Truth time: This is mostly an excuse to link to a story I wrote that was published as part of the Short Fiction Break 2018 Summer Writing Contest, which you can find here. It’s called Trial by Fire and involves a prisoner being offered a chance at freedom … as long as she can pass the trial.
On the other hand, I also have something to say about how I wrote this story, and maybe learnt a lesson from it, although I’m not sure what that lesson was.
The theme for this competition was Redemption – a character finds themselves in a low place, but things get better. I entered mostly on a whim, a week before the deadline. Then I tried to write a story about relationships and moving on after a loss and it just. Did. Not. Work. I could see the shape of the story in my head. I knew how I wanted it to feel. But there were no words, or if there were words, they were terrible words that just didn’t make sense. The story wasn’t working. For six days.
On the seventh day I sat down to write and went, how about I try a new concept? Then an image of a prisoner being offered a second chance came into my head, and I ran with it. I wrote this story in a couple of hours, edited a little, then submitted it. It was one of those stories that arrives in your head almost fully formed. This time, the words just came.
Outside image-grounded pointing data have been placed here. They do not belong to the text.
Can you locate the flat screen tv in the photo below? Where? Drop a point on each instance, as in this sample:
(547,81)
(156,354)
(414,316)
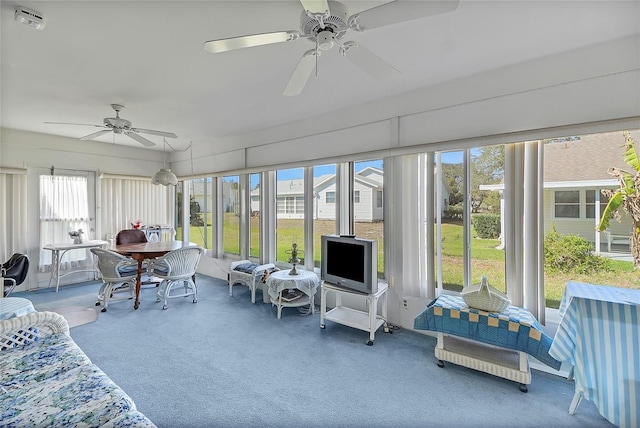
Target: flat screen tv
(350,262)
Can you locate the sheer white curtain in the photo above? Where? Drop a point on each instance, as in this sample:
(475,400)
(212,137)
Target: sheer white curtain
(124,201)
(64,207)
(13,214)
(407,199)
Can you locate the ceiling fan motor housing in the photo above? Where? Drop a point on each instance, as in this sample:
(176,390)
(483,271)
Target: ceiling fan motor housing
(310,26)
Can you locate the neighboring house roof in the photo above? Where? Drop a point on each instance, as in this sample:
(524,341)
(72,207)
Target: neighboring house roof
(586,159)
(582,162)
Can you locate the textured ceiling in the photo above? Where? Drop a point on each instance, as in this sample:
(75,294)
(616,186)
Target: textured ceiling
(149,56)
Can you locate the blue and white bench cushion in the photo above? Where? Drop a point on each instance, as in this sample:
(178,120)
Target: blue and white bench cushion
(514,328)
(248,273)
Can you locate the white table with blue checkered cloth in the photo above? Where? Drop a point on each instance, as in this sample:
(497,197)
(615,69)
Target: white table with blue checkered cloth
(600,336)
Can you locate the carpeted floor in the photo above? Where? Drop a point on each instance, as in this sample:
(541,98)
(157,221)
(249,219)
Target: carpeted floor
(229,363)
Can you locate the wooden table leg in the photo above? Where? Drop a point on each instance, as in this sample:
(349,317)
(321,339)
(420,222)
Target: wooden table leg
(140,259)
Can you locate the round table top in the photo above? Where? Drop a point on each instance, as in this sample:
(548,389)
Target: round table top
(11,307)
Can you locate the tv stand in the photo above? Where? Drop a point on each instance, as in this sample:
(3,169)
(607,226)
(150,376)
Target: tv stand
(368,321)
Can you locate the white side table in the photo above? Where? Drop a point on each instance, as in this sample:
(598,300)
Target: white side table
(305,281)
(11,307)
(368,321)
(59,250)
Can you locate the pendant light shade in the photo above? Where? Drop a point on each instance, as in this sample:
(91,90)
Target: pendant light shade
(164,176)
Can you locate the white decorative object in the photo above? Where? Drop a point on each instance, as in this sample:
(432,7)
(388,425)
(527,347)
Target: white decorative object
(76,235)
(485,297)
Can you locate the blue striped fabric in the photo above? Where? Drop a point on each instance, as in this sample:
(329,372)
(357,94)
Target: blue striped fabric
(600,336)
(514,328)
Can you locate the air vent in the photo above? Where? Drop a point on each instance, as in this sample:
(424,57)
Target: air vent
(29,17)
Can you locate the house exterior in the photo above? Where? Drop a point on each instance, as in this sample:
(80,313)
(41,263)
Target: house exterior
(575,172)
(367,204)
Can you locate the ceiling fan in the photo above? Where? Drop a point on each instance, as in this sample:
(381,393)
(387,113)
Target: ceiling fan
(325,23)
(117,125)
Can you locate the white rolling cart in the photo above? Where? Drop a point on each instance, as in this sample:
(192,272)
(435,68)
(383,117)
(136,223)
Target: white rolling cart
(368,320)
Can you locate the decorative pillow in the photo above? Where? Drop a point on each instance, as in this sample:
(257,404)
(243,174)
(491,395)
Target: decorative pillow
(485,297)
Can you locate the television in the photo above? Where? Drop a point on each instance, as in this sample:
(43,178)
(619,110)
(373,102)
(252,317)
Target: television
(350,262)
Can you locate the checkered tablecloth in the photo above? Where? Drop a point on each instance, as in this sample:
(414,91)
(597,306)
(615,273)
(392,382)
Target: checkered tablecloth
(514,328)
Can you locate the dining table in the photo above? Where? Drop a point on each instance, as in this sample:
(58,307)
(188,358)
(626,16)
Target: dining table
(148,251)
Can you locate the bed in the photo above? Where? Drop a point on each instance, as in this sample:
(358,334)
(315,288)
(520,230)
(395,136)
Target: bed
(493,342)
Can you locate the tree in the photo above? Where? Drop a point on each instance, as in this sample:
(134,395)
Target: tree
(195,217)
(487,167)
(626,197)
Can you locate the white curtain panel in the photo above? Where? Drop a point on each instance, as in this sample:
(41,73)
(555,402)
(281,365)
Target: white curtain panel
(124,201)
(13,215)
(64,207)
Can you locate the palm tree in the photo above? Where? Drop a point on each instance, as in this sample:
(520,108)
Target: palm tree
(626,198)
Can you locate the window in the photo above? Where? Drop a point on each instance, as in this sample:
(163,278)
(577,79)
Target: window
(368,221)
(290,212)
(64,207)
(254,225)
(590,203)
(330,197)
(231,214)
(567,204)
(324,213)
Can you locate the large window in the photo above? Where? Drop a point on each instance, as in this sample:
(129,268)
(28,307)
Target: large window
(254,225)
(324,206)
(65,207)
(368,212)
(231,214)
(289,213)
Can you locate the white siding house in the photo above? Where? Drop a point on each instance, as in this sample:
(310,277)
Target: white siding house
(367,204)
(575,172)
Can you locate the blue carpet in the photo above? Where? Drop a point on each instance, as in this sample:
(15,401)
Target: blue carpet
(224,362)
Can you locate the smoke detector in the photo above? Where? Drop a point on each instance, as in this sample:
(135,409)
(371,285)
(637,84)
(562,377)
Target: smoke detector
(29,17)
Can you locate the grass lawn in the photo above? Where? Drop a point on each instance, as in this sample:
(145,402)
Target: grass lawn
(486,260)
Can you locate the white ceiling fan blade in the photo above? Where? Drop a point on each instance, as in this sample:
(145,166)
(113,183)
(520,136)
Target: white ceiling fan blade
(301,74)
(399,11)
(369,62)
(67,123)
(139,138)
(95,134)
(223,45)
(152,132)
(317,6)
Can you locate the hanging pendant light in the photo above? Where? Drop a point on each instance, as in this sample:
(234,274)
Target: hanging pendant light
(164,176)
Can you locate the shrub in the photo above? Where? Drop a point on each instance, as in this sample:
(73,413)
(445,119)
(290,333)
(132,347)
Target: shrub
(454,212)
(487,226)
(571,253)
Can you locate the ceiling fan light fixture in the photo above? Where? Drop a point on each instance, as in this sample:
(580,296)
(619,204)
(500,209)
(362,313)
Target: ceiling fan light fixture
(165,177)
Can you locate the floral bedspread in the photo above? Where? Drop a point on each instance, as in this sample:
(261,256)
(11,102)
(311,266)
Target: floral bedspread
(51,382)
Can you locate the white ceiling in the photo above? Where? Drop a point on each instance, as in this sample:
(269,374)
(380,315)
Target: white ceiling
(149,56)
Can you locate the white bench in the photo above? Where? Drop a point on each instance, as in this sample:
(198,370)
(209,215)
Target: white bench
(616,239)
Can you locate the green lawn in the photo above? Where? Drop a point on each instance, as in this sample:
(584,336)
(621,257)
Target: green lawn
(486,260)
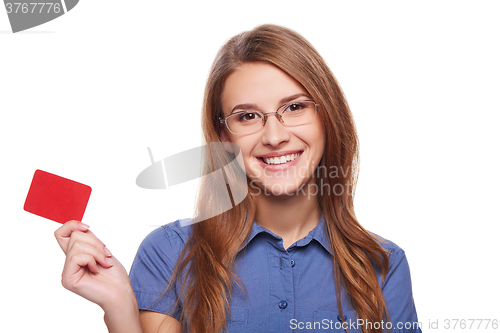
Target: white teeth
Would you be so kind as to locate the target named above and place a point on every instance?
(281, 159)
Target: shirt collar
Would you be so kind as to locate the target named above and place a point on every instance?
(318, 233)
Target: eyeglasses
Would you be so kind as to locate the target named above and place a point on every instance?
(291, 114)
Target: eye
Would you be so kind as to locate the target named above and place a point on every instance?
(295, 107)
(248, 116)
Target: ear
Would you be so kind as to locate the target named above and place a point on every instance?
(225, 141)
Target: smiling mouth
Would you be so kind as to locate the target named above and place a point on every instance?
(277, 160)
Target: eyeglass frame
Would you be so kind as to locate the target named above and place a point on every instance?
(265, 116)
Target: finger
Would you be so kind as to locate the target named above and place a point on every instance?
(74, 269)
(64, 232)
(81, 247)
(89, 238)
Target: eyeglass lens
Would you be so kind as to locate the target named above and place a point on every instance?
(292, 114)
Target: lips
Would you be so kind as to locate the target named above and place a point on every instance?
(279, 160)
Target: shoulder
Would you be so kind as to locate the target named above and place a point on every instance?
(177, 231)
(393, 250)
(166, 241)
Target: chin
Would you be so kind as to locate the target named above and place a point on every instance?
(270, 188)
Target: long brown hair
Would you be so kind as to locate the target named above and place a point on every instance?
(204, 268)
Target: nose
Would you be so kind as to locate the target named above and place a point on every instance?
(274, 133)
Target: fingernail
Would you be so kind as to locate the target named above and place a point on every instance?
(107, 252)
(83, 225)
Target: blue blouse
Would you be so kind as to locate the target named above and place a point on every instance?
(288, 290)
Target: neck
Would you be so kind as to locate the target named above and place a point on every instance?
(290, 217)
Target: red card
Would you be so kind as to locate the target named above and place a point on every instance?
(56, 198)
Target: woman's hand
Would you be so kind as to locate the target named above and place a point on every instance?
(90, 270)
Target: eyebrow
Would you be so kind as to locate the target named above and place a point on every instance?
(247, 106)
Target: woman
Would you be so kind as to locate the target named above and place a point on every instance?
(292, 254)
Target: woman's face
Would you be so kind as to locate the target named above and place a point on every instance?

This is probably the only time I experienced real writer’s block, the kind that isn’t coming from laziness or lack of confidence. I’m not sure what I learned from having that experience. Maybe there really are some types of stories I’m not cut out to write. Maybe I don’t have the particular tools to write this kind of story yet. Either way, the solution seems to be not to stop writing, but to find another approach, even if that approach is wildly different.